Axeptio started as a project in November 2017. A few months before the enforcement of the EU's General Data Protection Regulation (GDPR), we realized that companies needed help to collect and store their users' consents. We launched a simple consent collection box, with an emphasis on lawfulness, legibility and integration.
We had the chance to join the Startup Garage from Facebook a couple of months after our product release. This acceleration program is based in Station F, Paris, and has been designed to empower and raise the skills of startups in terms of Privacy by design and user experience.
The Data Design Innovation Program at Startup Garage conducted by TTC Labs and Meaningful represented a milestone on our journey and sparked a deep change in our relationship to product design. My colleagues Laura (design) and Christophe (legal) participated and worked on finding effective and actionable improvements on the interface on the end user, which at the time, was a box with a toggle switch and some labels. During the workshop, Laura and Christophe worked on statistics and the positive impact of displaying opt-in rates to the end user. But more importantly, we discovered the absolute urgency of placing our design ideas under the stress of real user testing.
Data design and consent
After the Design Jam at Startup Garage Paris in September 2018, we held in-depth follow-up sessions over several months with Antoine and Galilée from Meaningful. Together, we decided to work on specific details of our end user's interface, especially the consent collection box. Each step of the design process was nurtured by experiments, user research and live tests.
We improved our methodology, discovered new tools and frameworks to get the most valuable insights from test users. Laura and Quentin conducted several interviews and we used templates such as the followup roadmap and user testing to keep track of the feedback we received.
Our first consent box had been designed to feel very “legal” and “compliant”. It was mainly textual and was intended to convey seriousness. We chose to use a toggle switch with an animated tick, because we thought it was a universal and acknowledged way of giving consent. This toggle switch had even become an important brand asset for Axeptio upon which we based our marketing and communication.
We tried several variants, from colourful designs to textless boxes. We tried different tonalities of text, several shapes of boxes, etc. Each time we meticulously asked our testers about their understandings, feelings and observed their behavior and we incrementally improved our design.

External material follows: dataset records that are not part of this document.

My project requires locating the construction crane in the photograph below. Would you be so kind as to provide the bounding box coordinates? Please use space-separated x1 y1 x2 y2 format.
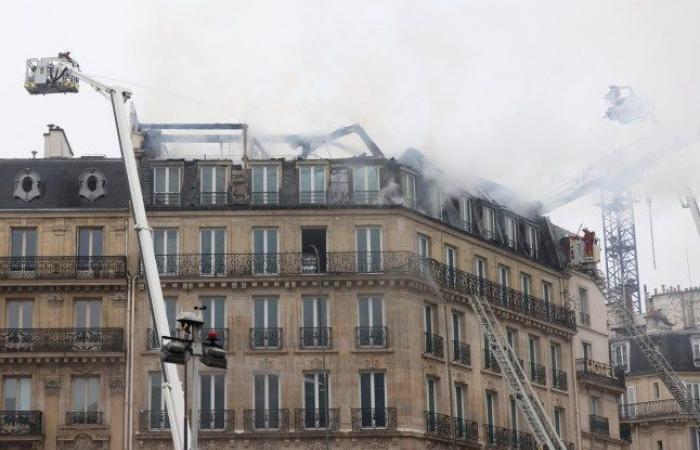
24 52 191 450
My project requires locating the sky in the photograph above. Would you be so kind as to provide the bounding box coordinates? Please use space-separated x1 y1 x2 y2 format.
0 0 700 298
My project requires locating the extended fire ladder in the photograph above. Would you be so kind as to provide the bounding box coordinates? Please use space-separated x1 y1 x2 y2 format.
470 294 567 450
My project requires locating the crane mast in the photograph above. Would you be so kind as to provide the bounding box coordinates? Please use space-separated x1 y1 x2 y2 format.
25 53 191 450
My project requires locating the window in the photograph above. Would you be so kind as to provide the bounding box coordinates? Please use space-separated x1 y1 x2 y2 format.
153 228 178 275
525 225 539 258
505 216 518 248
253 374 280 429
357 297 387 347
2 377 32 411
153 166 180 206
356 227 382 272
352 166 379 204
71 377 102 424
251 166 279 205
612 342 630 372
301 297 330 348
6 300 34 328
481 206 496 240
253 228 279 274
10 228 37 271
199 166 228 205
199 373 226 430
199 228 226 275
360 372 388 428
299 166 326 204
78 228 102 270
304 372 330 429
459 197 474 232
252 298 282 348
401 172 416 208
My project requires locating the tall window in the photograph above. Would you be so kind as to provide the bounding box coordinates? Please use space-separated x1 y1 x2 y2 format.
253 228 279 274
253 297 282 348
304 372 330 429
301 297 330 348
153 228 178 275
78 228 103 270
357 297 386 347
71 377 101 424
352 166 379 204
199 166 228 205
505 216 518 248
401 172 416 208
153 166 181 206
253 373 280 429
252 166 279 204
360 372 387 428
355 227 382 272
481 206 496 239
299 166 326 203
199 373 226 430
199 228 226 275
2 377 32 411
10 228 37 271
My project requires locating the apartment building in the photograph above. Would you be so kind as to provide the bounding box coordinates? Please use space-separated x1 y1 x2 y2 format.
0 124 584 450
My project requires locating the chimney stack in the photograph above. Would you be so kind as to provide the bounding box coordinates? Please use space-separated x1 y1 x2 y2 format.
44 123 73 158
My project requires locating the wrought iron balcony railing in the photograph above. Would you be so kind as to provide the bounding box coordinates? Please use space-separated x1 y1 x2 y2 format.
618 399 700 421
350 408 396 431
552 369 569 391
452 417 479 442
588 414 610 436
0 410 41 436
452 340 472 366
199 409 235 432
0 328 124 353
66 411 104 426
243 409 289 432
145 251 576 330
486 425 537 450
576 358 625 389
530 362 547 386
294 408 340 432
250 327 282 350
139 410 170 433
0 256 126 280
423 333 444 358
299 327 333 349
355 327 389 348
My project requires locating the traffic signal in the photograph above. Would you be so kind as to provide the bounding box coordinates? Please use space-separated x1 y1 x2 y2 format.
160 341 188 365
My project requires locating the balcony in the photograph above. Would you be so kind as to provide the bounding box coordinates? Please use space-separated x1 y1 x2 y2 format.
299 327 332 350
355 327 389 348
250 327 282 350
243 409 289 432
0 411 42 436
0 328 124 353
486 425 537 450
294 408 340 432
530 362 547 386
552 369 569 391
618 399 700 422
576 358 625 392
66 411 104 427
588 414 610 436
142 251 576 330
0 256 126 280
452 340 472 366
423 333 444 358
425 411 452 439
350 408 396 431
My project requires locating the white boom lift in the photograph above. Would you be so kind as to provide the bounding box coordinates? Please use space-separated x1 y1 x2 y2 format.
24 52 191 450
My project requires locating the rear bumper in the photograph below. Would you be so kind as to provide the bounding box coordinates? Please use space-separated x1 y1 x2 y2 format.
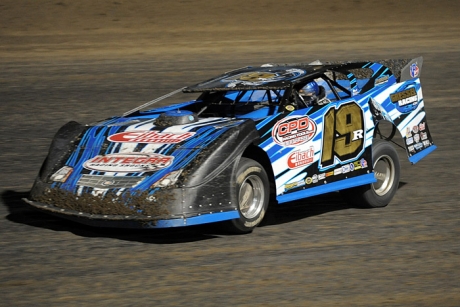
23 198 239 228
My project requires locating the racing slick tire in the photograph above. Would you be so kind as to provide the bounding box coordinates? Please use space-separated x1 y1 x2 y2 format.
341 139 400 208
224 157 270 234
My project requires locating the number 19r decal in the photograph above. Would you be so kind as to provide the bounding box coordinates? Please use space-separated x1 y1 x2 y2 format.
321 101 364 168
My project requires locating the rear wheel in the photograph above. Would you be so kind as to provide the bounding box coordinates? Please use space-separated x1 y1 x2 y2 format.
341 139 400 208
224 157 270 233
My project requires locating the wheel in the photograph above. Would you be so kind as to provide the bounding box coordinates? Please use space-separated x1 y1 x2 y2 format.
341 139 400 208
224 157 270 234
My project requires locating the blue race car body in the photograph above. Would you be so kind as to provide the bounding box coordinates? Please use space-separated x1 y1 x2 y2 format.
26 58 436 232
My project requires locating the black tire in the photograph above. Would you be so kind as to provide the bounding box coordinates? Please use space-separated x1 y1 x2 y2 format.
223 157 270 234
341 139 400 208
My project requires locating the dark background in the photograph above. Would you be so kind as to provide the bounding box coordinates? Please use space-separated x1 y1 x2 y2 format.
0 0 460 306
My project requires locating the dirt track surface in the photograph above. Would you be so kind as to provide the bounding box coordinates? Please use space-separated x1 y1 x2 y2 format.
0 0 460 306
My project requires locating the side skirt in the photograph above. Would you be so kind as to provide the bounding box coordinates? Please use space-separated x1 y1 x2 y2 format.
277 173 377 204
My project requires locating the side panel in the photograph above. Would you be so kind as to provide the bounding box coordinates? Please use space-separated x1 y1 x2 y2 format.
258 95 375 202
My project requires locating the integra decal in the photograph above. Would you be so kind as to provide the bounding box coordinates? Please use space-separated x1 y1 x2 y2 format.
272 116 316 147
107 130 195 144
83 153 174 173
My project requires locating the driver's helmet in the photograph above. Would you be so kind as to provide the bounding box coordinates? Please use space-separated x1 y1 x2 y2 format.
300 81 319 96
299 81 319 106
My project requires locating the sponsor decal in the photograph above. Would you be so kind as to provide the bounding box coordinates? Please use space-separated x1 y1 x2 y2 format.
406 127 412 138
272 116 316 147
353 161 362 171
107 130 195 144
375 75 389 86
311 174 318 183
390 87 418 113
418 122 425 131
83 153 174 173
288 146 315 169
409 62 420 78
349 162 355 172
284 180 304 191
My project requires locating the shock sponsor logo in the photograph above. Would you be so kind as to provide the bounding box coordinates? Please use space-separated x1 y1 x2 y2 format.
410 62 420 78
272 116 316 147
288 146 315 169
107 130 195 144
83 153 174 173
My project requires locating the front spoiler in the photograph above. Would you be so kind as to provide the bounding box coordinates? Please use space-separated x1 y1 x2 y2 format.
23 198 239 229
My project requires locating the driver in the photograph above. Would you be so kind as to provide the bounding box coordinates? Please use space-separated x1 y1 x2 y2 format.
299 81 329 107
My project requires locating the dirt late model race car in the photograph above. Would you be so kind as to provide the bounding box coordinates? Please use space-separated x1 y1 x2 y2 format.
25 57 436 233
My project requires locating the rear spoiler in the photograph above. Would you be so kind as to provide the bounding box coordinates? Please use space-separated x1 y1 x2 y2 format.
399 57 423 82
375 57 423 82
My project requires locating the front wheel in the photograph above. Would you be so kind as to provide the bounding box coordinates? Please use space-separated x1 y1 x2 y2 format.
341 139 400 208
224 157 270 234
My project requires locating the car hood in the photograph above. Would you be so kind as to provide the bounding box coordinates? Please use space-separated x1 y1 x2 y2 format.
41 116 255 194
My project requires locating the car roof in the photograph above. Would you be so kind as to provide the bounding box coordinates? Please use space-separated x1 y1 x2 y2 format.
183 62 368 93
182 57 414 93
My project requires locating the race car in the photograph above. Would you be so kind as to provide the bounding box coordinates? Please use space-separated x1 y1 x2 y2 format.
25 57 436 233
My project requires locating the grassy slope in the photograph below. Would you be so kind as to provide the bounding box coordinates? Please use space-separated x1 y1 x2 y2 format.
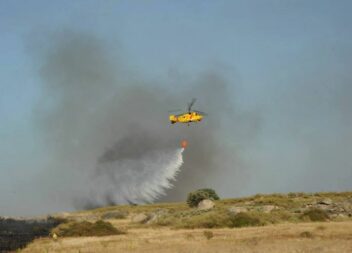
24 192 352 252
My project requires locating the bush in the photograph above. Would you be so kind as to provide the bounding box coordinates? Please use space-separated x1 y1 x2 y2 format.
302 208 329 221
300 231 314 238
203 231 214 240
230 213 262 227
187 188 220 207
52 220 125 237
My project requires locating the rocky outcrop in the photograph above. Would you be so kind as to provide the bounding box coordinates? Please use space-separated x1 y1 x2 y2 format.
198 199 215 210
132 213 149 223
228 206 248 214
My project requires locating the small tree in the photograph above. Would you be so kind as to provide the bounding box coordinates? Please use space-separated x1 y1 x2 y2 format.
187 188 220 207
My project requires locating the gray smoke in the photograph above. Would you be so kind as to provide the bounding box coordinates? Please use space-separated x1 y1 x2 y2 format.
36 32 257 208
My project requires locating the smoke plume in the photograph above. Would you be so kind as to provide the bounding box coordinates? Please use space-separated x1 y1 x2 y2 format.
31 32 256 208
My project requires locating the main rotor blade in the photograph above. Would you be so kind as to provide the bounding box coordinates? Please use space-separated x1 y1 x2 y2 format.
193 110 208 116
167 109 182 112
188 98 197 112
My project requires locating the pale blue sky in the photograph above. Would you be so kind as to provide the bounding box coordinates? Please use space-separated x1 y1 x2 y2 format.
0 0 352 215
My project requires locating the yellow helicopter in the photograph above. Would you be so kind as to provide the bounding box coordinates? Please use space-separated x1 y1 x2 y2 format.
169 98 207 125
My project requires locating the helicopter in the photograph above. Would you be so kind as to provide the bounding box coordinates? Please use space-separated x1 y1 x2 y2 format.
169 98 207 125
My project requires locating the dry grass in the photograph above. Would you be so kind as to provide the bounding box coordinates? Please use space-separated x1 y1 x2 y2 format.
21 221 352 253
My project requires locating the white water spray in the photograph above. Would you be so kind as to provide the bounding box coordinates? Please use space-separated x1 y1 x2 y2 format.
84 148 184 206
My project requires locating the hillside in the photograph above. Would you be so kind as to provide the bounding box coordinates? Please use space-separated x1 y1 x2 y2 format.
23 192 352 252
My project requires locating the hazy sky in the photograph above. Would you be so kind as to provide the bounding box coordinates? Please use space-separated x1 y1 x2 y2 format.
0 0 352 215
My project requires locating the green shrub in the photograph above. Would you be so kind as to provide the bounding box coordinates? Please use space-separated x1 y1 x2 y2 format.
187 188 220 207
300 231 313 238
203 231 214 240
302 208 329 221
230 213 262 227
53 220 125 237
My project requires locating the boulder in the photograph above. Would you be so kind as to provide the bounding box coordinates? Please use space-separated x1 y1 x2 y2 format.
318 198 332 205
260 205 279 213
198 199 215 210
132 213 149 223
228 206 248 214
147 209 168 224
101 211 128 220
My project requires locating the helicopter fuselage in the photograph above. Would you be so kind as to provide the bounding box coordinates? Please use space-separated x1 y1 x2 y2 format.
169 112 203 124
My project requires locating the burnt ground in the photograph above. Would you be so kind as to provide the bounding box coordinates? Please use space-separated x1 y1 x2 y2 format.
0 217 61 253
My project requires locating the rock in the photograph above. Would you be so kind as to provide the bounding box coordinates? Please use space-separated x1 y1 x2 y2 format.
228 206 248 214
261 205 279 213
132 213 149 223
318 198 332 205
101 211 128 220
341 201 352 213
198 199 215 210
147 209 168 224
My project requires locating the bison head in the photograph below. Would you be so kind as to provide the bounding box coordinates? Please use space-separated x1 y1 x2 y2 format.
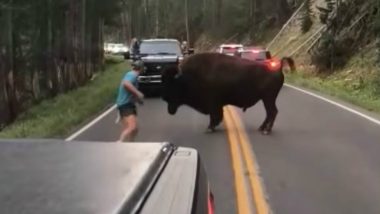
162 66 183 115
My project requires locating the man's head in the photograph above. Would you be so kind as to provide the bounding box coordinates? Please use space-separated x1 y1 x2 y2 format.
132 60 144 72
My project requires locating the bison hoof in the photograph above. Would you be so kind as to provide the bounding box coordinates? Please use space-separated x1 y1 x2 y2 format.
206 127 216 133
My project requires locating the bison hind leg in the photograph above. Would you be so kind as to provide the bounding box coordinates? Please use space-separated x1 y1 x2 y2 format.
207 107 223 132
259 96 278 135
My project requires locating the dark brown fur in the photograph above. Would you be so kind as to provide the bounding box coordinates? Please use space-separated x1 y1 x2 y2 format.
162 53 295 134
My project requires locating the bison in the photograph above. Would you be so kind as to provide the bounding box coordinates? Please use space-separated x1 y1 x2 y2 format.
162 53 295 134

But at some point during the program, we decided to challenge the most iconic piece of UI we had: the toggle switch. We were inspired by the progress we were making on our cookie management platform and decided to test a consent box with actionable buttons instead. Eureka! We noticed that our testers suddenly became more engaged, wanting to know more about the use of their data. It was something we overlooked since the beginning, but it was the most impactful component of our design.
What did we learn?
Consent is not a state, it's a statement. We need to make users more conscious and aware of their decisions in a way that doesn't interrupt their experience.
Thanks to these user testing experiments, we realized that toggles and checkboxes were not reliable UI components to collect consent. They are not effective at engaging users because they are just communicating a state, when we effectively need to communicate an action.
By switching to buttons, we discovered that people became concerned about their actions. Clicking on the button implies consequences, and consequences engage users to evaluate risks and opportunities.
This critical insight is especially valuable when it comes to Privacy. The GDPR demands data processors to provide a fair and engaging way of giving consent. By presenting a box with buttons instead of a checkbox or a toggle, we make end users more conscious and aware of their decisions.